Unbeknownst to many, not having a paying job doesn’t mean you don’t have a job. We all have faced periods of unemployment, whether it was our own decision or not is irrelevant, but it is guaranteed to happen at least once in our lives.
Rather than consider ourselves “unemployed,” we should realize that we are simply transitioning between jobs or careers. Until we can identify the one that best suits our needs, our new job is to… find a new job.
This means we still need to wake up in the morning (yes, early), we still need to dress for success, we will still be making phone calls, drinking coffee (not alcohol), exercising, networking, using social media, taking breaks and “going home” at a reasonable time.
In the job hunt there are a number of tasks to accomplish and skills to utilize/develop. Possibly the most important is time management – Failure to plan is planning to fail. Taking some time to create a daily/weekly schedule, even a rough draft, can make a huge difference in how successful our search is. It allows us to think about the important things we need to do and will help us stick to an agenda. It should force us to do some things we normally wouldn’t have done without considering and scheduling it ahead of time.
Everyone’s career hunt will be different, but this will help to identify and prioritize the necessary tasks to meet our personal needs. For example, a construction worker and an accountant will have different job searching methods, but the allotted time is essentially the same.

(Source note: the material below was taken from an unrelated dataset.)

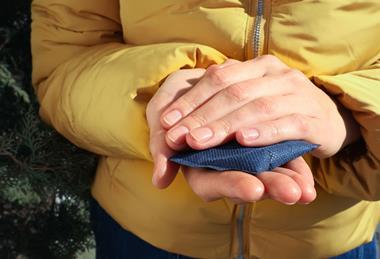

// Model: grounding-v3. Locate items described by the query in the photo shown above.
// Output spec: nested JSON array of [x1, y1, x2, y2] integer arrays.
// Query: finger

Some of the common tasks include:
- Resume creation
- Professional networking
- Social media cleanup
- Searching job boards
- Filling out applications
- Researching companies
- Job fairs
- Personal affairs
Here’s what an example agenda might look like:
You may download a blank version of the agenda example here: Blank Agenda
Notice how we don’t forget to take breaks and we allow time to attend to personal affairs. The great part about transitioning is that you get to set your own schedule that works with your life. This example is, however, only an example. Your own agenda may (and should) begin with applying for unemployment benefits as opposed to immediately jumping into the search. You may need to change the times from 9am-5pm to 6pm-2am – this all depends on your unique transition situation.
Scheduling an agenda like this allows us to strategically place tasks. For example, we’ve decided to network from 9am-12pm on Tuesday. As I re-blogged in an earlier post, we learned that 8am-12pm on a Tuesday is the best time to send an email, because this is the time that people most often check their emails. Use knowledge like this to your advantage.
Whatever your situation is, whatever you decide to do with your time, do not remain stagnant. If there’s something I learned from my time in the military, it’s that we must always do something. Scheduling an agenda ahead of time and sticking to it is a sure-fire way to ensure we keep on track with our transitioning goals.